Why do we not immediately experience ourself as we really are?

In answer to a friend who wrote, ‘...then why the realization is not happening suddenly? I feel like I am someone who is locked inside this body-mind mechanism’, I wrote:

We can experience ourself as we really are at any moment, provided that we really want to, so if we do not experience this now, it is because we do not yet want it enough.

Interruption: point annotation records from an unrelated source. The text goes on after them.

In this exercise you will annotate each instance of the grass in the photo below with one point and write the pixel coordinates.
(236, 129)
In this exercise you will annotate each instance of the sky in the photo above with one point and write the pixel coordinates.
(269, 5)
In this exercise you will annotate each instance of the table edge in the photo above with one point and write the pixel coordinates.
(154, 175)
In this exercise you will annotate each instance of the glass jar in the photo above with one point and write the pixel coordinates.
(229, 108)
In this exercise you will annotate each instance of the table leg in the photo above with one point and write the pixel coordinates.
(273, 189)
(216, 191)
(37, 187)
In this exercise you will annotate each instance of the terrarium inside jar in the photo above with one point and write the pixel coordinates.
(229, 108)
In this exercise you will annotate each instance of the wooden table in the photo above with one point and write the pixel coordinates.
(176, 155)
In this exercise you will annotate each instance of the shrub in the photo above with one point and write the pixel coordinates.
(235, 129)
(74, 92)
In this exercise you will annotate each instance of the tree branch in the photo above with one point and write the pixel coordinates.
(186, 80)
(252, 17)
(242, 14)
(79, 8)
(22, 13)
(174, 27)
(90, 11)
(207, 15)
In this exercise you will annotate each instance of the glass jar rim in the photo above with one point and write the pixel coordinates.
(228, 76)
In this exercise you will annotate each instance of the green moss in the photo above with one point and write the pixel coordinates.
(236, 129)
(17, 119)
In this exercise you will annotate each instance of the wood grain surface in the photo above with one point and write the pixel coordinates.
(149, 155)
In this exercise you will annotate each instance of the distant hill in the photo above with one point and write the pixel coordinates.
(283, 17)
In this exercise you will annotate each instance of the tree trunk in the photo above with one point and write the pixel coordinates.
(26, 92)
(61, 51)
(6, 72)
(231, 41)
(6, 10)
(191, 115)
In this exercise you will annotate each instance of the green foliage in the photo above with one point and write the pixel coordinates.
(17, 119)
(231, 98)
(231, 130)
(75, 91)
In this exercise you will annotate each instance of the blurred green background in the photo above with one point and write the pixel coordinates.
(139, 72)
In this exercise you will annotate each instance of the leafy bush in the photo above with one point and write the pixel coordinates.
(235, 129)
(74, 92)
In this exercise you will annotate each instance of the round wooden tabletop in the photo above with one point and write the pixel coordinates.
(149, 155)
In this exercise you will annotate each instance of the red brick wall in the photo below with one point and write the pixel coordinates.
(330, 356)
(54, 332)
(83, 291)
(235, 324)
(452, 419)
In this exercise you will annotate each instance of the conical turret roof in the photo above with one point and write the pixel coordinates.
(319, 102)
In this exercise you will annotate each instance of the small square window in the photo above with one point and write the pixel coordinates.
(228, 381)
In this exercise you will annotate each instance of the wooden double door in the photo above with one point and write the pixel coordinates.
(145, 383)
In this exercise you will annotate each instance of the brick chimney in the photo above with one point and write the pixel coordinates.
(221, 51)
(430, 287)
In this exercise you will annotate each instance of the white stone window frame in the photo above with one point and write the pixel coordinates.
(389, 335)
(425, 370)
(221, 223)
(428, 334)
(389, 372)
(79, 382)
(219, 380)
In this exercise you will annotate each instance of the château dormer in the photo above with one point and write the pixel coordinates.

Now we experience ourself as a body and mind, but this experience is illusory, so when we do experience ourself as we really are, this illusory experience that we are a body and mind will be destroyed. Since everything else that we experience through this body and mind is an illusion based on our primary illusion ‘I am so-and-so, a person composed of body and mind’, when this primary illusion is destroyed by clear self-experience (so-called ‘realisation’) the illusion that we experience anything else will also be destroyed.

As Sri Ramana says in verse 26 of Uḷḷadu Nāṟpadu:
அகந்தையுண் டாயி னனைத்துமுண் டாகு
மகந்தையின் றேலின் றனைத்து — மகந்தையே
யாவுமா மாதலால் யாதிதென்று நாடலே
யோவுதல் யாவுமென வோர்.

ahandaiyuṇ ḍāyi ṉaṉaittumuṇ ḍāhu
mahandaiyiṉ ḏṟēliṉ ḏṟaṉaittu — mahandaiyē
yāvumā mādalāl yādideṉḏṟu nādalē
yōvudal yāvumeṉa vōr.


பதச்சேதம்: அகந்தை உண்டாயின், அனைத்தும் உண்டாகும்; அகந்தை இன்றேல், இன்று அனைத்தும். அகந்தையே யாவும் ஆம். ஆதலால், ‘யாது இது?’ என்று நாடலே ஓவுதல் யாவும் என ஓர்.

Padacchēdam (word-separation): ahandai uṇḍāyiṉ, aṉaittum uṇḍāhum; ahandai iṉḏṟēl, iṉḏṟu aṉaittum. ahandai-y-ē yāvum ām. ādalāl, ‘yādu idu?’ eṉḏṟu nādal-ē ōvudal yāvum eṉa ōr.

If the ego comes into existence, everything comes into existence; if the ego does not exist, everything does not exist. [Hence] the ego itself is everything. Therefore, know that investigating ‘what is this [ego]?’ is alone giving up everything.
When we investigate this ego (the false experience ‘I am so-and-so, a person composed of body and mind’), it will subside and eventually disappear, because it seems to exist only so long as we attend to anything other than ‘I am’. Therefore, since everything else seems to exist only so long as this ego seems to exist, when we experience ourself as we really are and thereby discover that this ego is non-existent, everything else will also cease to exist. Hence experiencing ourself as we really are entails giving up everything, so until we ready to give up all our desires to experience anything other than ‘I am’, we do not really want to experience ourself as we really are.

I think you will agree that if we are honest with ourselves, we will each have to admit that our love to experience only ‘I am’ and nothing else whatsoever is not yet strong enough, and until it is strong enough, we will not be able to overcome all our other desires.

In order to strengthen our love to experience only ‘I am’ and thereby to weaken all our other desires, we need to practise trying to experience only ‘I am’. Other than this practice of ātma-vicāra (self-investigation), there is no effective means by which we can cultivate increasing love to experience only ‘I am’.

Until we to experience ourself (‘I am’) as we really are, we will continue to feel that we are someone ‘locked inside this body-mind mechanism’, as you so aptly put it. This is what is called bondage, and the only liberation from this bondage is to experience ourself as we really are. As Sri Ramana says in the sixteenth paragraph of Nāṉ Yār? (Who am I?):
பந்தத்தி லிருக்கும் தான் யாரென்று விசாரித்து தன் யதார்த்த சொரூபத்தைத் தெரிந்துகொள்வதே முக்தி.

bandhattil irukkum tāṉ yār eḏṉṟu vicārittu taṉ yathārtha sorūpattai-t terindukoḷvadē mukti.

Knowing one’s one’s own real self [by] investigating who is oneself who is in bondage, alone is liberation.